Parliament Adopts Corporate Income Tax Reform Bill in First Reading
Tuesday, April 19
Parliament passed on April 15 with its first reading bill on corporate income tax reform, known as the Estonian model.
According to the bill, corporate income tax (a regular rate is 15%) will only apply to distributed profit; undistributed profits, reinvested or retained, will not be subject to income taxation starting from January 2017.
However, unlike other businesses, the rule will apply to banks, insurance companies, microfinance institutions and pawnbroking businesses starting from 2019.
The 2016 state budget targets revenues from corporate income tax at GEL 980 million, accounting for more than 11% of budget expenditures and 12.3% of total tax revenues of GEL 7.98 billion planned for this year.
Deputy Finance Minister Lasha Khutsishvili told lawmakers that according to government’s estimation state confers will receive GEL 600 million less in corporate tax revenues next year when the reform goes into force and there will be GEL 300-400 million less in 2018.

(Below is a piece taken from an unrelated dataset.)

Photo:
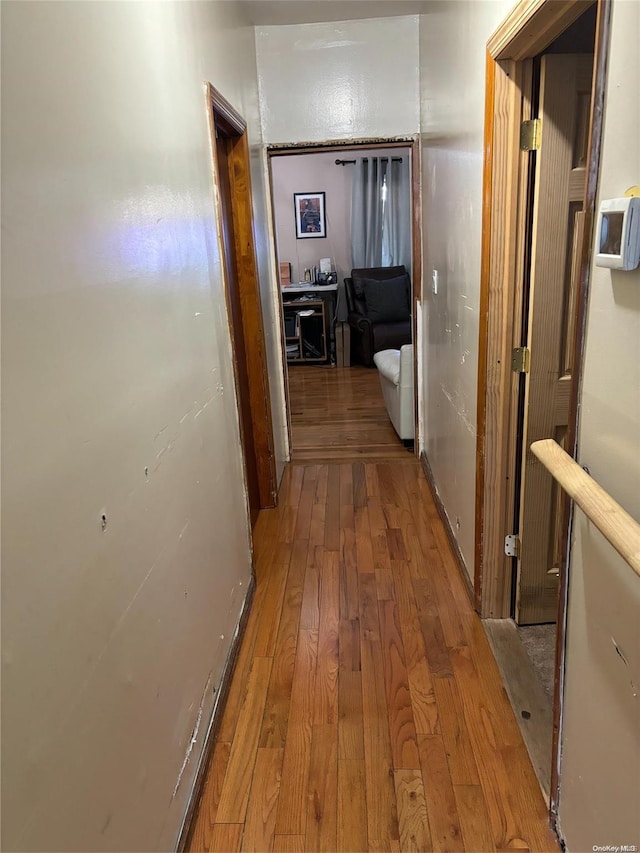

“On the third and fourth year of the reform, this loss is expected to be fully compensated at the expense of economic growth,” which this reform should stimulate, he added.
The Government’s initial draft envisaged enacting the new rule from July 2016, but decided to delay it until 2017 citing the request of some business lobby groups, which said that applying of the reform in the middle of the tax year would be “quite problematic for implementation.”
According to the bill, a calendar year, which is now the tax period for corporate income tax, will be replaced by a month.
In other amendments to the tax code, only the Finance Ministry’s Revenue Service will remain authorized to carry out tax inspections; the Finance Ministry’s Investigative Service, or financial police as it is known informally, as well as other law enforcement agencies will no longer have these powers.
Existing legislation allows the relevant authorities to order the freezing of bank accounts of business entities in the case of tax disputes. The Revenue Service will retain this power, but a decision on freezing bank accounts will require authorization from the court within 48 hours. If the request is declined or if the court fails to consider the request within 48 hours, the freeze on bank accounts should be removed, according to the bill.